Ticket 3509

Summary: Fix MPIR_partial_attach_ok issues for parallel debuggers
Product: Slurm Reporter: Don Lipari <lipari1>
Component: ContributionsAssignee: Danny Auble <da>
Status: RESOLVED FIXED QA Contact:
Severity: 4 - Minor Issue    
Priority: --- CC: peter.thompson
Version: 17.11.x   
Hardware: Linux   
OS: Linux   
Site: LLNL Alineos Sites: ---
Atos/Eviden Sites: --- Confidential Site: ---
Coreweave sites: --- Cray Sites: ---
DS9 clusters: --- HPCnow Sites: ---
HPE Sites: --- IBM Sites: ---
NOAA SIte: --- OCF Sites: ---
Recursion Pharma Sites: --- SFW Sites: ---
SNIC sites: --- Linux Distro: ---
Machine Name: CLE Version:
Version Fixed: 17.11.0-0pre1 Target Release: ---
DevPrio: --- Emory-Cloud Sites: ---

Description Don Lipari 2017-02-27 09:05:28 MST
Please merge the following commit to the master branch.

https://github.com/dongahn/slurm/commit/896cba6218de5de52e30434240d173b98f7a865d

We fixed this in our chaos Slurm.

https://github.com/chaos/slurm/commit/201461e05c9cf3dd7fe85de24bbdf2170232b1dc

The rationale:

As specified in MPIR debug interface
(https://www.mpi-forum.org/docs/mpir-specification-10-11-2010.pdf),
the presence of the MPIR_partial_attach_ok symbol
should inform the debugger that the initial startup synchronization
is implemented in such a way that the tool need not attach
nor continue MPI processes that the user is not interested in controlling.

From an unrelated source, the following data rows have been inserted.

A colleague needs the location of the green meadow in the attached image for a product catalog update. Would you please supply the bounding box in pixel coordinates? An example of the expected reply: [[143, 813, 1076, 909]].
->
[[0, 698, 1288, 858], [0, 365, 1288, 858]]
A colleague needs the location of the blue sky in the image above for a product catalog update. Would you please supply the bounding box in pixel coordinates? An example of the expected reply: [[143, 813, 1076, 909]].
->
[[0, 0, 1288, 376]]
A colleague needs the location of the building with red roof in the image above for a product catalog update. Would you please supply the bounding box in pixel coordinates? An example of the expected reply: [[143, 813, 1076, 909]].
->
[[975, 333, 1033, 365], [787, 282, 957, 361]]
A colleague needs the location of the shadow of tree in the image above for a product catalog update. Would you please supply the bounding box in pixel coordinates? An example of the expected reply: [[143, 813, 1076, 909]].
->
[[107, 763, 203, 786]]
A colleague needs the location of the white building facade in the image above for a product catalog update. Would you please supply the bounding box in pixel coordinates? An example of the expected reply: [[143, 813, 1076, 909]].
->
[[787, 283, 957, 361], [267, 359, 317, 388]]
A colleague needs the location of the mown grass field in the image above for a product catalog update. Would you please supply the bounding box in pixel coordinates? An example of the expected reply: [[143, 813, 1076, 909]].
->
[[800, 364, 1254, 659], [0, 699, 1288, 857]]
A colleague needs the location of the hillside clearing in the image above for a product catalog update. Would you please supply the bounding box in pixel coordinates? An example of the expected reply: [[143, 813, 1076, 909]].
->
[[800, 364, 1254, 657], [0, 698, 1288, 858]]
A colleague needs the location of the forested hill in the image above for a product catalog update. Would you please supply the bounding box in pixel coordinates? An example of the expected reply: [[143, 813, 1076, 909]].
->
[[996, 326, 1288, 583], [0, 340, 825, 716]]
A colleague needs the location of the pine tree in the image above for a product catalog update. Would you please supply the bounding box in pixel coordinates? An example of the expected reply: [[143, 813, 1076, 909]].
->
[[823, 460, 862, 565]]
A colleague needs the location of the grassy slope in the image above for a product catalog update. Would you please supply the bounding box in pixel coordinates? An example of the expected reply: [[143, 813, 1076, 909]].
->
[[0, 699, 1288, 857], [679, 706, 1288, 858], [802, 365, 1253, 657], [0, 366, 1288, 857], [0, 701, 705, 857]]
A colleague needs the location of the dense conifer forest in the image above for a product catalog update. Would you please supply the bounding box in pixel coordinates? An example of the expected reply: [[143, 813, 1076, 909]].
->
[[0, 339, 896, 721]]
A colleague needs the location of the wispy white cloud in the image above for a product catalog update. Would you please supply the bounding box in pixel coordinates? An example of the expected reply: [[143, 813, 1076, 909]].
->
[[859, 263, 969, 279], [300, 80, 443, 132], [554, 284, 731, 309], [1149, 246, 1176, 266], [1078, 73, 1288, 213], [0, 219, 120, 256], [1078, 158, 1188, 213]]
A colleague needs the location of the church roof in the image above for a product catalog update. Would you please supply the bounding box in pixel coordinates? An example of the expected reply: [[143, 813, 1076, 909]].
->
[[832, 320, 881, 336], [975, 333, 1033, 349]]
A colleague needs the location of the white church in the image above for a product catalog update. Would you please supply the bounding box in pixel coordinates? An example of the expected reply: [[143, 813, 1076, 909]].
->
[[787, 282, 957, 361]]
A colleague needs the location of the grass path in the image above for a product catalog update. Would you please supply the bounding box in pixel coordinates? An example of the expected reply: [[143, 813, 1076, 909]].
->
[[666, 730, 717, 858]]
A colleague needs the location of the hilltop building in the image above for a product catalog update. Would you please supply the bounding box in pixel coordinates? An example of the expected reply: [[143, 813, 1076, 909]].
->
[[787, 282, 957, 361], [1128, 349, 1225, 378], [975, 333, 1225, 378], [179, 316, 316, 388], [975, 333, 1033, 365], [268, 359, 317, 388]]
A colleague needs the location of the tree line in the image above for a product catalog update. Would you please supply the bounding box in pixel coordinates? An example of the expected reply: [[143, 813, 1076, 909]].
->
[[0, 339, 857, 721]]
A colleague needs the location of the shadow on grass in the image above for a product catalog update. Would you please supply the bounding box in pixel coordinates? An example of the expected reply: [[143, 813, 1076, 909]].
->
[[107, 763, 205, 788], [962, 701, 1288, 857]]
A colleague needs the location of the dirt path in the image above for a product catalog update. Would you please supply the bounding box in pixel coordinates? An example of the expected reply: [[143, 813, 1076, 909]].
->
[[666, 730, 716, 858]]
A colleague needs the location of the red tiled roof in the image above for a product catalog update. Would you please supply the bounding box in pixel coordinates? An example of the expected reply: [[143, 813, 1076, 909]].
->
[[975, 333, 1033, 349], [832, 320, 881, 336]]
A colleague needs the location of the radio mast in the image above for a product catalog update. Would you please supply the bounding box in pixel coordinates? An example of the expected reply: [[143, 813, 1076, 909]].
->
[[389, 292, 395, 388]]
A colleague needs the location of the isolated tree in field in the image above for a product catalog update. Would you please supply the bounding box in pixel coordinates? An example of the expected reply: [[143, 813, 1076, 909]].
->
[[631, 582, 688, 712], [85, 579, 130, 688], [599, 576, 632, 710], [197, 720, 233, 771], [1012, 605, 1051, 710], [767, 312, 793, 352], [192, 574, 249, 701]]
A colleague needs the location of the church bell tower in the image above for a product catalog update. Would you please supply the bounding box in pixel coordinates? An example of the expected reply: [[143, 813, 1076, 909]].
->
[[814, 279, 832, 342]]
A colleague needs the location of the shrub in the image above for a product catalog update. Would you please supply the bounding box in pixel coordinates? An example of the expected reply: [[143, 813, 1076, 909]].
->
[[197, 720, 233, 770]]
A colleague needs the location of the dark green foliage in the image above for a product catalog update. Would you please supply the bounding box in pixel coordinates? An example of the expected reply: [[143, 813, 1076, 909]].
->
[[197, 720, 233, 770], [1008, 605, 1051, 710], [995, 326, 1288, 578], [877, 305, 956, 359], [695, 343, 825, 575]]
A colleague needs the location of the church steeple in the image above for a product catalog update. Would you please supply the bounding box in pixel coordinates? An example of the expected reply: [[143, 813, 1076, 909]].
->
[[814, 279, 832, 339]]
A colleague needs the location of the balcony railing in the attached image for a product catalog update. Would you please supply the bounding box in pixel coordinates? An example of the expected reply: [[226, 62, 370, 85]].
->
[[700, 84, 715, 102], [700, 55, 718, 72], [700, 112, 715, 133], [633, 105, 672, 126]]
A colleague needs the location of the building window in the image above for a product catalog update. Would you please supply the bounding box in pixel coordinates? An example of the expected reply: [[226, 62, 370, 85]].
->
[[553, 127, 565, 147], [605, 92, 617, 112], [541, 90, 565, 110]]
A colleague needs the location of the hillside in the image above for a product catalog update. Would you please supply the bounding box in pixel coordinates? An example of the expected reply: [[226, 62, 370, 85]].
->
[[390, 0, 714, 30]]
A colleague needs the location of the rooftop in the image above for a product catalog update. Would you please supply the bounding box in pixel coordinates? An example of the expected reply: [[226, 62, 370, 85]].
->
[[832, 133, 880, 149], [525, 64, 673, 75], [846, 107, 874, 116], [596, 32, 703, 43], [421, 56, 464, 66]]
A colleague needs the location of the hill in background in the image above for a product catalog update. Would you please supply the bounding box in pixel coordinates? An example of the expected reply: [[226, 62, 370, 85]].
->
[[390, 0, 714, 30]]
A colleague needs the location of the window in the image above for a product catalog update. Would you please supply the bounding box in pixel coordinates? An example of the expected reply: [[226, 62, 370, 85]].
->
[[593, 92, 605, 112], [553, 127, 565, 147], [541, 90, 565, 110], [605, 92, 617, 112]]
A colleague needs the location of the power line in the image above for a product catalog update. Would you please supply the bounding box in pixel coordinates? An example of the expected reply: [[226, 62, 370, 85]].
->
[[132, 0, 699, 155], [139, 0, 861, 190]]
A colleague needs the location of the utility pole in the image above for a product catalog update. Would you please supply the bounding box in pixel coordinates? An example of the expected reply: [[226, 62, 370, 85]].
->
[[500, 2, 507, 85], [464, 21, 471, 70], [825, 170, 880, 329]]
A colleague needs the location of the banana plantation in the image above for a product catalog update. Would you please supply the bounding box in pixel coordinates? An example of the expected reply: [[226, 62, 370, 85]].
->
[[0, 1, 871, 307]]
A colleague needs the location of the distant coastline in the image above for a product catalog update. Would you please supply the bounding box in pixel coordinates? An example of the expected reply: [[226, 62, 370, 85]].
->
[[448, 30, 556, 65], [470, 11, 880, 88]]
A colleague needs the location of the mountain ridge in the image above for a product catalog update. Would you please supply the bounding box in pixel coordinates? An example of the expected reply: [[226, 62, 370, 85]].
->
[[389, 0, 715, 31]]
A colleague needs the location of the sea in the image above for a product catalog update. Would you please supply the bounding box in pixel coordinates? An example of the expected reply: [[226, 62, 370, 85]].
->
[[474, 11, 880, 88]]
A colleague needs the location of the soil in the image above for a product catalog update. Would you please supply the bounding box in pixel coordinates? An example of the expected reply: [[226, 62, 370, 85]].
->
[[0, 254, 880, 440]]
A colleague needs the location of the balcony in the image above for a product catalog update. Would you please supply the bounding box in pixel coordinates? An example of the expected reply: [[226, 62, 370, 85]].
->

To implement this, SLURM chose to send SIGCONT to those processes that are
not attached by the debugger.

However, the old code does not reliably detect the condition
in which a process is traced by the debugger, and this
has lead to various side effects.

On some systems (e.g., TOSS2), the old code sends SIGCONT to
all of the target processes including those attached by the debugger.
On newer systems (e.g., TOSS3), it does not send SIGCONT
to the target processes at all.

It seems that one of the reasons for such undefined behavior
is the use of CLONE_PTRACE.
@grondo found no documentation that indicates
CLONE_PTRACE is for the case where the process is being attached
by a debugger.
More importantly, this code is matching clone(2) flags
to proc(5) process flags, which are not the same, as task->flags
defined as PF_* flags from kernel source include/linux/sched.h.

This patch fixes these problems by replacing
the old detection logic with ones based on the TracerPid field
in /proc/<pid>/status.

From proc(5), TracerPid: PID of process tracing this process (0 if not
being traced).
Comment 1 Danny Auble 2017-04-14 15:31:07 MDT
Thanks Don, this has been committed to 17.11 commit 18e3d6fbc85604.